"En sortant j'ai traversé la rue Saint-Denis, pour m'approcher d'une pancarte aperçue le matin même, qui annonçait des « Illusions sur mesure ». Renseignements pris, j'ai su que c'était l'enseigne d'un tailleur, qui avait malheureusement fermé boutique. Dommage, car j'aurais voulu connaître cet artisan qui se promettait modestement d'embellir la vie de tous les jours grâce à des broderies, des boutons fantaisie, des retouches et des jours plissés."
Gérard Macé
Il était tailleur "confection homme / confection dame" de père en
fils. Depuis 20 ans, il confectionnait les costumes sur mesure qu'une
certaine époque affectionnait, rallongeait, raccourcissait, reprisait
les innombrables défauts des silhouettes. Un jour, il m'annonça qu'il
renonçait et s'était fait engager à la poste comme facteur. Las de ne
jamais satisfaire les exigences d'une clientèle s'estimant en permanence
mal taillée, dans des habits peinant à dissimuler l'embonpoint, la
gibbosité, un fessard avantageux ou l'arc des jambes. Décision lentement
mûrie et précipitée par l'arrogance d'un dernier client qui avait
estimé que les retouches apportées l'avaient encore davantage enlaidi.

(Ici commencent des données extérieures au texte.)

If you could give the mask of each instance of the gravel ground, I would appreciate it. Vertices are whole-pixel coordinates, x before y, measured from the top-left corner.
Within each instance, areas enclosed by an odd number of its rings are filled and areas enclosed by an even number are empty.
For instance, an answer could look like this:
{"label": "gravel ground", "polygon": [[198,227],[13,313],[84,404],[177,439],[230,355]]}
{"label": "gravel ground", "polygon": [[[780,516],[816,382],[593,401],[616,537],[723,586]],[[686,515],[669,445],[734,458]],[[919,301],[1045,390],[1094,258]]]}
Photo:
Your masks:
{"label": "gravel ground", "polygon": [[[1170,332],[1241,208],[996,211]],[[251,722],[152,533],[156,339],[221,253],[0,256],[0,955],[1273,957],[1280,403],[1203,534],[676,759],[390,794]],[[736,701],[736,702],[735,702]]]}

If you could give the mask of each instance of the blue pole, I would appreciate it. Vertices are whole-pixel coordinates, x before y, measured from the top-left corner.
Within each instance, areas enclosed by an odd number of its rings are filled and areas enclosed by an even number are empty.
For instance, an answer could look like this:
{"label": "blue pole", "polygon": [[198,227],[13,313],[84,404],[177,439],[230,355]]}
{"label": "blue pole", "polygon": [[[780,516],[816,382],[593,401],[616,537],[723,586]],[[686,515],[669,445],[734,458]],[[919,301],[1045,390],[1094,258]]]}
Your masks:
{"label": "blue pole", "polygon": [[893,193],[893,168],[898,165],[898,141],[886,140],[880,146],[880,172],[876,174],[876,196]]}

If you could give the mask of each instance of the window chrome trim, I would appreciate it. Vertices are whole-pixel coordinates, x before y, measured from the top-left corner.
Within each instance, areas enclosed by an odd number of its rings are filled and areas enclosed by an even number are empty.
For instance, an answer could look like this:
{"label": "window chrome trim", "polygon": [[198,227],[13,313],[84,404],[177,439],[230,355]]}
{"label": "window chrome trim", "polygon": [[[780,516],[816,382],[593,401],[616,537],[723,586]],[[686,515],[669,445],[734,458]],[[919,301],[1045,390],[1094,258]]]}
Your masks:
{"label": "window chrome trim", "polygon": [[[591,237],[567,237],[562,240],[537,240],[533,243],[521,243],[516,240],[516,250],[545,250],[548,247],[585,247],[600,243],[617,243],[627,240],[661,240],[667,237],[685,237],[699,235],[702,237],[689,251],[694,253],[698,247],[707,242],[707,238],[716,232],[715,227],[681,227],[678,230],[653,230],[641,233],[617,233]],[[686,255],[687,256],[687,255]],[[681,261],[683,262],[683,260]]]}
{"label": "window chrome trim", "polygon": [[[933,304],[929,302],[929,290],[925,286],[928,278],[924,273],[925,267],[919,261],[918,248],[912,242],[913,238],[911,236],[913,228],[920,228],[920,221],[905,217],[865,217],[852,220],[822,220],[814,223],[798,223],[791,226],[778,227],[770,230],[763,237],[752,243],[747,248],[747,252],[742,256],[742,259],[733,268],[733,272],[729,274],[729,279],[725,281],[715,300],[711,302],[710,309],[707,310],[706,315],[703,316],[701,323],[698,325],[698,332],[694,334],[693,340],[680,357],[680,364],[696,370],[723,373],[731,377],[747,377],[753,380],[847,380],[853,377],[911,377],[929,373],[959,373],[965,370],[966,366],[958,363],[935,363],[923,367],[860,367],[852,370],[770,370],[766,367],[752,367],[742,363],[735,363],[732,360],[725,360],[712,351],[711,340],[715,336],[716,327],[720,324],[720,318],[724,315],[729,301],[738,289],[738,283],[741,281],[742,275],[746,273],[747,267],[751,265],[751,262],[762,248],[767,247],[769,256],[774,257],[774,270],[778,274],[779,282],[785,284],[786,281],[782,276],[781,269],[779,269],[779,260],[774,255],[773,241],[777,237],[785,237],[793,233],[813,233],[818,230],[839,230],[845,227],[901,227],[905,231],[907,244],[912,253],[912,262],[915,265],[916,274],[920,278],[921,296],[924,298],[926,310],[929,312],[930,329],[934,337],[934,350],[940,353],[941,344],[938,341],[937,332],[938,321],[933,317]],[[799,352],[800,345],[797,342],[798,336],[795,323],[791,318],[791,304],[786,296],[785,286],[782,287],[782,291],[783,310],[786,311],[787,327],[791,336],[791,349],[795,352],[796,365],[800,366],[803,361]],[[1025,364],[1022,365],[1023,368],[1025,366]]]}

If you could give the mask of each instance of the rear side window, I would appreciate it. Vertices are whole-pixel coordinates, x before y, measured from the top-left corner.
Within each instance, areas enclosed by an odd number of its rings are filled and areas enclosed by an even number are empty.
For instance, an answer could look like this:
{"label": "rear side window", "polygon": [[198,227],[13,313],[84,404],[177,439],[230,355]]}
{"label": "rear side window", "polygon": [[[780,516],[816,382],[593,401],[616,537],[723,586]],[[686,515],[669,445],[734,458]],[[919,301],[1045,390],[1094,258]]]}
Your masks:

"Ils attendent de moi d'être chirurgien plasticien, alors que je ne suis
que tailleur." Il bénéficia gratuitement d'un costume sur mesure de
facteur, d'une sacoche neuve sentant le cuir frais, et pendant vingt
années supplémentaires arpenta les rues de notre commune avec un plaisir
non-dissimulé. "Maintenant les gens m'attendent et me servent la
goutte, que du bonheur." Je ne sais si l'enseigne "Illusions sur mesure"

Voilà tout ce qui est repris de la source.